Thursday 27 September 2012

Setiap Saat Berjaga-Jaga

Berjaga-jaga bukan sekedar sikap yang dimiliki sesaat pada waktu merasa ada bahaya mengancam. Berjaga-jaga merupakan irama hidup yang tidak pernah berhenti. Ibarat sebuah mesin bukan hanya dioperasikan saat-saat tertentu, tetapi selalu bekerja setiap saat. Ibarat lilin, harus dijaga agar menyala terus. Kuasa gelap akan berusaha membuat anak-anak Tuhan lalai dan mengabaikan hal ini, sehingga dapat menyeret anak-anak Tuhan masuk dalam perangkapnya. Kebiasaan banyak orang Kristen seakan-akan ada wilayah hidup atau saat-saat tertentu Tuhan tidak berurusan dengan anak-anak-Nya. Pada saat tersebut seorang Kristen bisa berbuat sesuka hatinya tanpa mempedulikan Tuhan. Gaya hidup seperti ini sudah terbiasa dalam kehidupan banyak orang Kristen. Inilah kecerobohan yang membahayakan yang dapat membinasakan. Jika kebiasaan hidup seperti ini tidak segera diubah maka tidak pernah bisa diubah lagi. Tidak ada menit dimana seseorang boleh atau bisa tidak berjaga-jaga. Hanya dengan cara demikian seseorang bisa hidup sesuai dengan kehendak Tuhan. Seseorang tidak bisa hidup suci dalam sepuluh tahun, setahun, sebulan atau satu hari, kecuali di mulai dari detik ke detik. Ini berarti seseorang harus ada dalam kesadaran terus menerus bahwa kita hidup di hadirat Allah setiap saat.

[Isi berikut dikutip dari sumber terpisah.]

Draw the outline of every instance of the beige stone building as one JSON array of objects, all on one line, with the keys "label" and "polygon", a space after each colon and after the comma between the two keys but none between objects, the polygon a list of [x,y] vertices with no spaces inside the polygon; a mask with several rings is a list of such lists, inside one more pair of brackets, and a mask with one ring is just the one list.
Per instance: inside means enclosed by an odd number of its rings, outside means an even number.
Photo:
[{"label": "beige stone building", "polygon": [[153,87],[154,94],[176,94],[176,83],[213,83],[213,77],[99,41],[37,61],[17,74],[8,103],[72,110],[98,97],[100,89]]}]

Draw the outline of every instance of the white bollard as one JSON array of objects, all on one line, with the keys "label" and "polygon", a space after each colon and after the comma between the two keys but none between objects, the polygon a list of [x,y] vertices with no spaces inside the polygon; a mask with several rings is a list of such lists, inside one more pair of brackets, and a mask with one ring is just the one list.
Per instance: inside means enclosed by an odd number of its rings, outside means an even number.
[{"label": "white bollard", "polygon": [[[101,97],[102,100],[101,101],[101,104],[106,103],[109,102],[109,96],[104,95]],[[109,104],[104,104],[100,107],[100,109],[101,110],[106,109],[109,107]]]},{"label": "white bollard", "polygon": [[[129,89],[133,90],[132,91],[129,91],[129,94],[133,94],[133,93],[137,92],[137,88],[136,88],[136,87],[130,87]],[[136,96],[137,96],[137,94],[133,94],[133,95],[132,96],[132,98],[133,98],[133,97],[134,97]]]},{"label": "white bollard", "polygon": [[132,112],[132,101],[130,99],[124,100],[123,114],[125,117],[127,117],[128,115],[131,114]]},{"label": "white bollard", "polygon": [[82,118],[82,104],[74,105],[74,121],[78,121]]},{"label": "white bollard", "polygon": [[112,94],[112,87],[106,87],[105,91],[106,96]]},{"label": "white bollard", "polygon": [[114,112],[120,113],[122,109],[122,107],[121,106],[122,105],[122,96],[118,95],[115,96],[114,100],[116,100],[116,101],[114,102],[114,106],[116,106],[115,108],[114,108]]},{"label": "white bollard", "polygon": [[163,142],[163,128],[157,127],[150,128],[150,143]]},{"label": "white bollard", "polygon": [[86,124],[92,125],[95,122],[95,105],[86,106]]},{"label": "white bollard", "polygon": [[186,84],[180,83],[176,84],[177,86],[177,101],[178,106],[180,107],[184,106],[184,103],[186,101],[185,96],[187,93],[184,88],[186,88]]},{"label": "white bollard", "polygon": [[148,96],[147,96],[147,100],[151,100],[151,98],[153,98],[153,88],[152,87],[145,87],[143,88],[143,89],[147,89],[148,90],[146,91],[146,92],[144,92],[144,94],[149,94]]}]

Penghayatan terhadap Allah Maha Hadir harus kuat dan benar. Harus selalu ada pertanyaan yang dimunculkan dalam jiwa kita: Apakah Allah puas dengan keadaanku ini? Ini berarti suatu kewaspadaan untuk mengoreksi diri, apakah dirinya masih tetap ada di dalam kebenaran? Kebenaran di sini maksudnya adalah kehidupan yang sesuai dengan kehendak Allah. Sesuai dengan kehendak Allah artinya sama dengan sesuai dengan “mau”-Nya Tuhan. Orang yang berjaga-jaga adalah orang yang selalu ada di dalam kehendak Tuhan atau mau-Nya Tuhan. Masalahnya untuk untuk mengerti “mau”-Nya Tuhan adalah hal yang tidak mudah. Maunya manusia saja sulit diterka apalagi mau-Nya Tuhan yang tidak kelihatan. Biasanya orang memiliki ukuran atau pemahaman yang berbeda-beda mengenai kehendak Tuhan dalam hidup mereka masing-masing. Hal ini tergantung pada dua hal: Pertama, konsep masing-masing mengenai siapa dan bagaimana pribadi Allah. Ke dua, kemampuan masing-masing menguasai pikiran dan dirinya sendiri secara menyeluruh. Untuk bisa hidup di dalam kehendak-Nya, seseorang harus berani masuk dalam kehidupan menyangkal diri atau mengenakan pribadi Kristus. Kehidupan seperti ini adalah kehidupan yang dibahasakan oleh Paulus “hidupku bukan aku lagi”. Komitmen melakukan dua hal ini akan membuat seseorang tertuntun untuk mengerti kehendak Allah.

Jalani setiap detik kehidupan kita dalam kehendak-Nya.